What has happened
The divergence between US and European equities seen last week, continued into Monday’s session with Europe making gains whist the US equity market fell. In terms of main catalysts, European equities, which have been more exposed to the Ukraine crisis, rose on hopes of a ceasefire agreement between Russia and Ukraine. US equities meanwhile felt the pressure from the upcoming Fed meeting and a growing concern that the central bank’s hawkish message will be bolstered by the recent inflation data and the inflationary impact of the Ukraine conflict and subsequent sanctions.
Following a fourth day of negotiations, negotiators from both sides have gone away to assess next steps in the process. The more positive tone from Sunday continued yesterday with both sides constructive about the possibility of an agreement in the short term. Oil and natural gas prices quickly reflected this more positive outlook with a huge fall yesterday which has continued into today with WTI now below $100/barrel for the first time since the 1st March.
The volatility has continued within the bond market as investors position for a hawkish narrative from the Federal Reserve this week. The market is now pricing in 7 full 25bp Fed hikes over the course of 2022, which is more than was priced in before the Ukraine war began. With the ECB prioritising inflation over geopolitical risk last week, there is a growing expectation that the Fed will note the tail rises of the Ukraine crisis but stress its impact on inflationary pressures primarily. US risk assets reflected this concern yesterday with rates sensitive technology equities underperforming the broader US index.
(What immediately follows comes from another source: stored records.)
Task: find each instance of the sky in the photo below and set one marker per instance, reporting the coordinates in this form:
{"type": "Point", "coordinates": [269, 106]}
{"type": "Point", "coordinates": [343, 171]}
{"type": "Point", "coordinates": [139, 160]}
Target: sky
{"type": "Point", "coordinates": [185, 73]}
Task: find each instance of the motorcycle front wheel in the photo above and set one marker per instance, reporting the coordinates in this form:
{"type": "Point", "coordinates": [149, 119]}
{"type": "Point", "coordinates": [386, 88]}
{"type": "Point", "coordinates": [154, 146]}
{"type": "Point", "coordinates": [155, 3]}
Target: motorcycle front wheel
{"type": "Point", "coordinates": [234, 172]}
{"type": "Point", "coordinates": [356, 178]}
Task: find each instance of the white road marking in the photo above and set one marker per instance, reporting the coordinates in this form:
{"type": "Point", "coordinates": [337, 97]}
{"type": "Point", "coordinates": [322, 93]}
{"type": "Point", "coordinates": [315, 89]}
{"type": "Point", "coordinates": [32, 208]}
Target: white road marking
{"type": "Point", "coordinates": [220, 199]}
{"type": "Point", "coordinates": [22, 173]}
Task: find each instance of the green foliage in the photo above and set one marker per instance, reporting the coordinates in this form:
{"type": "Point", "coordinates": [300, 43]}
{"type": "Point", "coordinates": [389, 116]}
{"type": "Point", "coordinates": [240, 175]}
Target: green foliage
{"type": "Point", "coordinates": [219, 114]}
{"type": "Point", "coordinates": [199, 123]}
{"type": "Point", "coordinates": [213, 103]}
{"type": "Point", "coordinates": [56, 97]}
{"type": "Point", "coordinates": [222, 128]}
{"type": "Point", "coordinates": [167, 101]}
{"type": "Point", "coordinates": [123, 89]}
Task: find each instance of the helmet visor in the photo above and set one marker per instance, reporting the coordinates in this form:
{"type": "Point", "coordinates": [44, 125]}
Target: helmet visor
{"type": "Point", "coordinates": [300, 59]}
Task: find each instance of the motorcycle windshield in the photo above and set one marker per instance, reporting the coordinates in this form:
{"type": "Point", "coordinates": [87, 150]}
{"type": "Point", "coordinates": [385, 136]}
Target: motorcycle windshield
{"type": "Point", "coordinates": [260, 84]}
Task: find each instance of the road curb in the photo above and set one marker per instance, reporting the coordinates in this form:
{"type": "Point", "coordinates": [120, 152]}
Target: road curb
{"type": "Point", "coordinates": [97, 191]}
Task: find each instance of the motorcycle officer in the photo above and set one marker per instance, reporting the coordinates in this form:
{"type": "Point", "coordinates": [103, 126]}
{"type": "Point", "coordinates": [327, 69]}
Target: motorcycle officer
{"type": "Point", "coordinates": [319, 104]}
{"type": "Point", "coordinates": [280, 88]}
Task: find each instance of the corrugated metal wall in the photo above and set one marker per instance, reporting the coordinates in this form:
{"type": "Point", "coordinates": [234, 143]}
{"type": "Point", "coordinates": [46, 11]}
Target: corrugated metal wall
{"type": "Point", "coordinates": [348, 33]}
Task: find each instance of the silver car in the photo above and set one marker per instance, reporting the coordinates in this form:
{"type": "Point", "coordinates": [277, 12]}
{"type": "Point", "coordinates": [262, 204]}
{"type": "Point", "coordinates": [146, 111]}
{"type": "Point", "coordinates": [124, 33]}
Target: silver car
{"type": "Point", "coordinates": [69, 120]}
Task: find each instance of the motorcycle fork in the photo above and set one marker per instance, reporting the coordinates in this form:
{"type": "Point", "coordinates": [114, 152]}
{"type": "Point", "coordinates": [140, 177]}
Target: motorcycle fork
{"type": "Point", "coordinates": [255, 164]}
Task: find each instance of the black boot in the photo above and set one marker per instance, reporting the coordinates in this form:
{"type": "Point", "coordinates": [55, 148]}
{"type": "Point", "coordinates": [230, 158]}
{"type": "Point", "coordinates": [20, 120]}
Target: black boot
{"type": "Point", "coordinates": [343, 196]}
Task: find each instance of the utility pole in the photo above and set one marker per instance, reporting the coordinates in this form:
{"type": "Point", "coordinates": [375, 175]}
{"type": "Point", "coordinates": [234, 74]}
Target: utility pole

The Treasury curve actually steepened slightly yesterday despite the move higher in rate expectations, this suggests that financial markets expect the US economy to have more resilience in the face of tighter policy based on recent strong data such as the unemployment report.
What does Brooks Macdonald think
As hope builds around a possible resolution in Ukraine, markets quickly shift back to the interest rate hike narrative that dominated at the start of 2022. The Treasury US 10-year yield is now back above 2.1%, erasing the moves lower which were seen during the height of the conflict. When geopolitical fears were at their peak, investors dampened interest rate expectations which in turn kept equity market volatility under control. Should the Fed suggest that it is prioritising inflation over geopolitics, this could remove this release valve and increase future volatility if the Ukraine situation worsens again.